Negli USA, il dibattito è già aperto su quale partito politico cercherà di cavalcare quest'onda di malcontento. Come ha spiegato a Politico.com l'analista Evan Swarztrauber, "Se i lavoratori vedranno aumentare le loro bollette energetiche per sostenere i data center ciò potrebbe danneggiare i repubblicani alle urne". La questione, insomma, sta passando dal piano tecnologico a quello squisitamente politico ed economico, toccando le tasche e la vita quotidiana dei cittadini.

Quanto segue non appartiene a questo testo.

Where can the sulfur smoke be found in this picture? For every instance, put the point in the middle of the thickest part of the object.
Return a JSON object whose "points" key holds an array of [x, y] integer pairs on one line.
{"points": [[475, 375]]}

Conclusione: Trovare un equilibrio prima che sia troppo tardi
È facile liquidare questi movimenti come semplici manifestazioni di paura verso il progresso, un ritorno al luddismo in chiave digitale. Tuttavia, sarebbe un errore. Le domande che pongono sono legittime e profonde. L'intelligenza artificiale ha un potenziale immenso per il bene, dalla medicina alla ricerca scientifica, ma come ogni strumento potente, comporta dei rischi. Ignorare le voci critiche, soprattutto quando tra queste ci sono gli stessi creatori della tecnologia, sarebbe da irresponsabili. La vera sfida, ora, non è fermare l'innovazione, ma governarla. Si tratta di trovare un equilibrio tra lo sviluppo tecnologico e la tutela dei diritti, del lavoro e dell'ambiente. La corsa all'IA è partita, ma forse è il momento di chiederci non solo quanto velocemente possiamo correre, ma anche in quale direzione stiamo andando. Le proteste di StopAI e degli altri gruppi sono un campanello d'allarme che ci costringe a fare proprio questo: fermarci un attimo a riflettere, prima che, come dicono loro, si raggiunga davvero "un punto di non ritorno".